2010年頃からディープニューラルネットワークが開発された。“隠れ層” をさらに増やし、ニューロン数を数百万以上にまで高めることで、高い能力を発揮している。
このネットワークによるディープラーニングは、あの「アルファGO」のように名人を打ち負かすほどの能力を持つようになった。
これを可能にしたのはGPU (画像処理チップ) であった。GPUは元々グラフィックス用の演算チップだが、その高並列演算機能が汎用計算にも適用できることが見つかり、応用・改良が進んでいる。
2. ニューロンモデルの説明
現在使われているコンピュータはノイマン型コンピュータと言われ、プロセッサとメモリに分かれている。
メモリ中にプログラムとデータが蓄えられ、プロセッサはそこからプログラムを逐次読み出す。ついでその命令コードにしたがってメモリ中のデータを処理する。
メモリとプロセッサは伝達経路である「バス」によって結合されているが、このバス結合が隘路となってコンピュータの実行速度を落としている。これを “ノイマン・ボトルネック” という。
このボトルネックをどう回避するかが問われてきた。
ニューラルネットワークはメモリ=プロセッサ構造を破棄することで、ボトルネックそのものをなくしてしまうという発想だ。
下の図が概念図で、上段が動物のニューロン、中段がこれを図式化したニューロンモデルだ。そしてこれをネットワークに編み上げたのか下段になる。
「神経細胞はシナプスの結合強度を記憶する」と書いてあるから、むかしの伊東ゆかりの「小指の想い出」♭あなたが嚼んだ、小指が痛い~ ということなのだろう。
その後の経過は省略する。
それで脳型コンピュータへの転換は、一つのゴールなのかと思ったらそうではない。
下の図のように、そのお次には「量子コンピュータ」が控えている。
量子コンピュータは、計算単位として、0または1または量子力学的な重ね合せ状態を確率として持つ量子ビット(Qubit)を用いる。現在、量子コンピュータはその適用範囲を含めて各国で研究開発が進んでいる。

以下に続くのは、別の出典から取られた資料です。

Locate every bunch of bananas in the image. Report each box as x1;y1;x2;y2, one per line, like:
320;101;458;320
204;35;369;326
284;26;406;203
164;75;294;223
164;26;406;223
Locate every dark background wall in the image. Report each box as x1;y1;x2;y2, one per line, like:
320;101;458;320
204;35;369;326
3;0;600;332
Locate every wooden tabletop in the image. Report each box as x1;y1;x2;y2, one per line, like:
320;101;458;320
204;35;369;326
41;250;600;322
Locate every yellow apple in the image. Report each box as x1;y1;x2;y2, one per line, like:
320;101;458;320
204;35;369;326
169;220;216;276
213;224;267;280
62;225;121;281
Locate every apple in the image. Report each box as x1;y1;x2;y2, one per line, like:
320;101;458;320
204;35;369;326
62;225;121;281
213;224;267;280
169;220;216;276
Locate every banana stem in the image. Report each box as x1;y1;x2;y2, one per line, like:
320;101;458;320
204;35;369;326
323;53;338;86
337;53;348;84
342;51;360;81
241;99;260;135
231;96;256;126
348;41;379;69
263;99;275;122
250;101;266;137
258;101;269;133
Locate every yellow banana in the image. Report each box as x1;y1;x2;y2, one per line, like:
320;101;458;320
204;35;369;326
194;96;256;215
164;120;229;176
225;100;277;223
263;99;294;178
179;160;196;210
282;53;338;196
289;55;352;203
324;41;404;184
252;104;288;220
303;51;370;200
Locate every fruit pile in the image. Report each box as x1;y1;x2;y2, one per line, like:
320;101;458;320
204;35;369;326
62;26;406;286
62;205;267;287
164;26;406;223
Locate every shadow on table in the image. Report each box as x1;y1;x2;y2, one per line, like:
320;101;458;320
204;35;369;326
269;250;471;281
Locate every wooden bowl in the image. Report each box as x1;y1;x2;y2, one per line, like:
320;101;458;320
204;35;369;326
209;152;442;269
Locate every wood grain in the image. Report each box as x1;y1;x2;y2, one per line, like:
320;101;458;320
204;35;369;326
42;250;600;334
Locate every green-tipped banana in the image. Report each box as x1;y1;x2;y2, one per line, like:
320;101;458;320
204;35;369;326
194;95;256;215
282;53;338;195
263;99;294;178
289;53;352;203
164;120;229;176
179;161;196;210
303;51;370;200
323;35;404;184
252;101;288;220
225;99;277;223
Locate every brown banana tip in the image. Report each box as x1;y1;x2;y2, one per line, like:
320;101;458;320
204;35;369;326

のだそうだが、そんなことは分かる必要はない。さすがに、そこまで生きていることはないだろう。
3.コンピュータの世代区分
いまの先端研究の立ち位置は、ノイマン時代を越えて、非ノイマンに入ったところ、脳型コンピュータではあるが、古典ニューラルネットワークとニューロモーフィックの混在する時期にあるようだ。
4.技術開発競争の動向
AIを支えるハードウェアの市場規模は2020年以降から大幅に増加するだろうと言われている。予測では2025年の世界市場が約6.7兆円となるのだそうだ。まさに巨大市場であるが、それ以上に安全保障をふくめて国家の生死を決めるような技術となる可能性がある。
特許争いも熾烈となっており、目下はとくに脳型(ニューロモーフィック)コンピュータが主戦場となっている。2010年ごろから出願数が激増しているが、ただし日本はお呼びではない。
日本の産業トップと経産省がいかに日本をだめにしたかがよく分かる。対米従属と内部留保に血道を上げた結果がこのザマだ。